How to Excel at Document Reviews in 2022

Document reviews are an integral part of asynchronous work in remote teams, and the right tool can take them to the next level.

Knowledge workers — such as writers, engineers, attorneys, or accountants — create thousands of documents every day. Many of these documents require review and sign-off to ensure quality control — a process that’s become more challenging with the rise of remote work.

By the end of 2021, 51% of knowledge workers were working remotely at least some of the time, transforming how businesses operate and team members collaborate. 

This trend highlights the growing need for knowledge management software that facilitates collaboration among remote teams. So it’s no surprise that spending on cloud storage services increased by 23.1% in 2021, while the social software and collaboration market grew by 17.1%.

As the number of digital documents grows, knowledge workers need a document review platform that’s robust, fast, flexible, and efficient. Document editing software has to evolve to meet changing user needs. 

This article will cover the current document review challenges facing remote workers, tips for improving your document reviews, and how Typed can optimize your document review workflow.

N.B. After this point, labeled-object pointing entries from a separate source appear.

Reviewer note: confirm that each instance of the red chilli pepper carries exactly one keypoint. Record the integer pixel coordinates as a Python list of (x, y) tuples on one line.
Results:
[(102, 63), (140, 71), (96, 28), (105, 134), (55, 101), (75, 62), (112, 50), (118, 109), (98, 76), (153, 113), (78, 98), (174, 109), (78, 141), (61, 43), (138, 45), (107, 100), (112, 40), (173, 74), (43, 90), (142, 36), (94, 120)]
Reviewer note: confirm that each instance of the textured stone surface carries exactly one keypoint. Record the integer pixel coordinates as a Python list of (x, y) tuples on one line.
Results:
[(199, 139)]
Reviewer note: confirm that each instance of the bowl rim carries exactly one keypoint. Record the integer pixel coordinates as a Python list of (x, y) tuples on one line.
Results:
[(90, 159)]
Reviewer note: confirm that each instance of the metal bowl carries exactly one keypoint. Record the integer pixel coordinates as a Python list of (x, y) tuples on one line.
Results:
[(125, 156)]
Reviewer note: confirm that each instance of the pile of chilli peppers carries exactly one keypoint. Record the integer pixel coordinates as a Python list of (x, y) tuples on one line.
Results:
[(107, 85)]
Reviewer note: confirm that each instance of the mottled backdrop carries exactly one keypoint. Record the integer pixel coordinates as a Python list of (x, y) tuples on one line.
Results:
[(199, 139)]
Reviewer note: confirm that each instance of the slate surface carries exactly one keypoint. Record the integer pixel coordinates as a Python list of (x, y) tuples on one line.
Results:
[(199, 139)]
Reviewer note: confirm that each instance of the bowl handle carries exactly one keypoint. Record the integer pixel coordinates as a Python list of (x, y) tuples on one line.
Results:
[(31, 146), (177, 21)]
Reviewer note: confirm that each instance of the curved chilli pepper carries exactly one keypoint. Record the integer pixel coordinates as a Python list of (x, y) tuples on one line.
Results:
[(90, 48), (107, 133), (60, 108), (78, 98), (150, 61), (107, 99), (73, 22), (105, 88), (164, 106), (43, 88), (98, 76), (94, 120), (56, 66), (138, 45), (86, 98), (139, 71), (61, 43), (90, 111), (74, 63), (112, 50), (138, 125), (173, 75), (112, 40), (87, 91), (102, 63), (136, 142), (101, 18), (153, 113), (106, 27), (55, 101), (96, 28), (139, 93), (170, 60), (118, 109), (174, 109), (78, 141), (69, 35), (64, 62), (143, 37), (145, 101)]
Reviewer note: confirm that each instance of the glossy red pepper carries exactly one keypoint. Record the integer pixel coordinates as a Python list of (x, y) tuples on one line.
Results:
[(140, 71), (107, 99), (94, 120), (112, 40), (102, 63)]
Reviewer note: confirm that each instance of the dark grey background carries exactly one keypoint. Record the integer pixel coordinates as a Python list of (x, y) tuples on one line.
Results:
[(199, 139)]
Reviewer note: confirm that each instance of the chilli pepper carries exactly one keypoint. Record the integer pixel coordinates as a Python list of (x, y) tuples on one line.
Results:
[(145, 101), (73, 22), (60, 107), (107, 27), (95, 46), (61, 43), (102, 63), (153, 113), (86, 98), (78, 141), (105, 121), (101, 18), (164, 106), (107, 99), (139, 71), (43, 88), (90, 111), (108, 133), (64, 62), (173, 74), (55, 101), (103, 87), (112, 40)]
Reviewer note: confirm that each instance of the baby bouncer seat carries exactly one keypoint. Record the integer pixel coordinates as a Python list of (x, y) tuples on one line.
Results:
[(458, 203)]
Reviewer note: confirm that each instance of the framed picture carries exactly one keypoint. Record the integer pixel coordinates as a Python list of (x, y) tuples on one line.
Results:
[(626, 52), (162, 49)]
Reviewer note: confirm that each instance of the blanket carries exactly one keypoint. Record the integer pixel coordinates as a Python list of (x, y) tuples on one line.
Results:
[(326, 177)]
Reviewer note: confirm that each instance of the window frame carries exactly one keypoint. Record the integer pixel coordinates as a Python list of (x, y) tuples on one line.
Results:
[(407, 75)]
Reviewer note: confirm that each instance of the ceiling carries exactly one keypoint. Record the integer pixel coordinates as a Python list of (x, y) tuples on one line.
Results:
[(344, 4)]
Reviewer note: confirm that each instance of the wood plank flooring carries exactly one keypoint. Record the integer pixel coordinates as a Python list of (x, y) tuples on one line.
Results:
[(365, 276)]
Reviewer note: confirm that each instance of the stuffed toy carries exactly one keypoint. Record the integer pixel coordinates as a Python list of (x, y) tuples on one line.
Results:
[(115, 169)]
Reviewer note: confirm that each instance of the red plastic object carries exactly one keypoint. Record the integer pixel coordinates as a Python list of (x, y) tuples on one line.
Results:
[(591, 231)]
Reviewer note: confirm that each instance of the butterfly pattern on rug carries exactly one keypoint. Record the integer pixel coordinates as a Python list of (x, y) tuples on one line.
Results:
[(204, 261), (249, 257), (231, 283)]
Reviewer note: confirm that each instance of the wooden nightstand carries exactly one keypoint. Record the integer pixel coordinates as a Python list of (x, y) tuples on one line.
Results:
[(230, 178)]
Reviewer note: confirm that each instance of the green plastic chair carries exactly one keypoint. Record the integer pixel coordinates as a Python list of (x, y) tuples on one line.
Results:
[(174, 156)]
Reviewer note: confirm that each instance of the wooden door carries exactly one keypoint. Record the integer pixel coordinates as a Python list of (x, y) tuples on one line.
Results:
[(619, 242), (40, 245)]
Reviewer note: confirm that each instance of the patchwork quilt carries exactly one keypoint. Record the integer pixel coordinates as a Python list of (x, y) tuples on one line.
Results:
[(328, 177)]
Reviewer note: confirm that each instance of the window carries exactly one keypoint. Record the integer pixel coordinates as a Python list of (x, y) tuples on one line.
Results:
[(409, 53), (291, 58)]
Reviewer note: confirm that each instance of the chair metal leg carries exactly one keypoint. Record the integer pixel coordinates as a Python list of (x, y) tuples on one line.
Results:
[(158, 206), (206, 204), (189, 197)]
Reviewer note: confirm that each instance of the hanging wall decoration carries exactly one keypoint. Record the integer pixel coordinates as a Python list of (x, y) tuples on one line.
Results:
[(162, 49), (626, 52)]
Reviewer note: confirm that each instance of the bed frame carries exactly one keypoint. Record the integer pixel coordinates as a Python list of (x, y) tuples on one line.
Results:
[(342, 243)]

Top Challenges in the Document Review Process

Gone are the days when you had to send a document as an email attachment for review (and if you’re still sending docs as email attachments, it’s time to update your tech stack).

These days, online document editors like Google Docs make it easy for collaborators to work on any type of document in real-time, streamlining the review process and eliminating the need for multiple versions of the same document.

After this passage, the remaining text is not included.